The "wheel speed" could be reduced (in Xorg, or within higher level Toolkits), by consuming rapid, consecutive sets of Kernel and Evdev ButtonPress / ButtonRelease events (from the kernel) and re-emitting them to user code in a smaller number. But, such "tuning" code should have a GUI, so IMO it really belongs in the land of ToolKits and DEs. That's where "wheel speed" tuning for the Button4/Button5 wheel is done now.

In fact, qt ALREADY contains a loop which "quietly eats most of the events", and it works on both the Vertical (B4/B5) and Horizontal (B6/B7) axes. But the amount of "event consumption" is hard coded, and I'm thinking that I should write a BugZilla for qt to provide Getter/Setter Methods on those values. (As you remember, KDE is my primary target for this research, so qt is the toolkit in question.) 

Definitely "Working As Designed", and the traditional behavior of such mice is not something we can change. (As found in comment 4, we can emit a different button number-- but tilting the wheel will ALWAYS result in "spinning" Press/Release Events while the button is down.)

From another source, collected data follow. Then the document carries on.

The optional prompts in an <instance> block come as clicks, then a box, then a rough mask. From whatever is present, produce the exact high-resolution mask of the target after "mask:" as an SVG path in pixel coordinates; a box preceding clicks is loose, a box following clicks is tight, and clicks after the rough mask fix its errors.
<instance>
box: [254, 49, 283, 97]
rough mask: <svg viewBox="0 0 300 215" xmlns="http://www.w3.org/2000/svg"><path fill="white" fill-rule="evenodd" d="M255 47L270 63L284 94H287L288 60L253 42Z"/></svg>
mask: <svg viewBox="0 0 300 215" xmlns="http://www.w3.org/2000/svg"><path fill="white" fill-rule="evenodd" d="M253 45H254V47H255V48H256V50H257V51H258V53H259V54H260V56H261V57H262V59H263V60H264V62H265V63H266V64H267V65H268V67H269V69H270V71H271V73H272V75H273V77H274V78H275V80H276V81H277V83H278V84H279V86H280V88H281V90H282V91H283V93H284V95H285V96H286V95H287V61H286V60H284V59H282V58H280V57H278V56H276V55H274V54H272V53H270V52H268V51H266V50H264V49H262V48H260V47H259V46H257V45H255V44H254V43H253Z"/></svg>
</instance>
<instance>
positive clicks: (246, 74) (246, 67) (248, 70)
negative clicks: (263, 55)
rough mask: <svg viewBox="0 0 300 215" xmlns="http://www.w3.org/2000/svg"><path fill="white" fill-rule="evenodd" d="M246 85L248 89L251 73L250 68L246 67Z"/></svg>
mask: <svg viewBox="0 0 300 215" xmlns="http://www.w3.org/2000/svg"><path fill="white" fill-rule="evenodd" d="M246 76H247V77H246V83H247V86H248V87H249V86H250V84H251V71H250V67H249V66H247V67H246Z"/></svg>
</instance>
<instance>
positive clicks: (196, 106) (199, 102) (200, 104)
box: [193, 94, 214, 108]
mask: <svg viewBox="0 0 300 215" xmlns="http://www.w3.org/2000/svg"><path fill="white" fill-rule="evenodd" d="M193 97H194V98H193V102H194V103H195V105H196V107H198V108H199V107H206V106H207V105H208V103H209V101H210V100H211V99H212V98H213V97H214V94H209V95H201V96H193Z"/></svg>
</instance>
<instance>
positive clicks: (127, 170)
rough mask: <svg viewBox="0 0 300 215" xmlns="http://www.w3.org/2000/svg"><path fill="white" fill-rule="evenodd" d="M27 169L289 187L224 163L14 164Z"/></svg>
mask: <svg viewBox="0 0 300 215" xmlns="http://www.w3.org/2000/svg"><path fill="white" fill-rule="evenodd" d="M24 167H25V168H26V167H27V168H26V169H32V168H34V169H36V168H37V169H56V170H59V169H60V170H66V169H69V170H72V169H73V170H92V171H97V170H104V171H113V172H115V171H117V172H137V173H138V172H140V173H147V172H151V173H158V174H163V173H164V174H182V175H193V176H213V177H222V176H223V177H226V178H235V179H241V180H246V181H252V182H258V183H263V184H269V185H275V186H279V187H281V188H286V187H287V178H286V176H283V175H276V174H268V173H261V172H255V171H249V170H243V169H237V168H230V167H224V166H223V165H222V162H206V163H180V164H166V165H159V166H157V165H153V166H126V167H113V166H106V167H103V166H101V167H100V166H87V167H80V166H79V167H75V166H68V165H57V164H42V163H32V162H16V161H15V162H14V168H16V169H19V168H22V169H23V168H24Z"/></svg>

So, do we close this in X11? (I'll try marking it "RESOLVED/NOTABUG" with this comment, even though I'm not the assignee.) It's fundamentally WAD in X11. The "bug" is only useful as a reference, if a future "X12" wants to take over the job of "wheel-speed tuning" from higher-level Toolkits.

It's up to you, we're all done here :)) And BTW, I'm really, REALLY grateful for your incredibly generous "hand-holding" of this clueless newby. Thank you!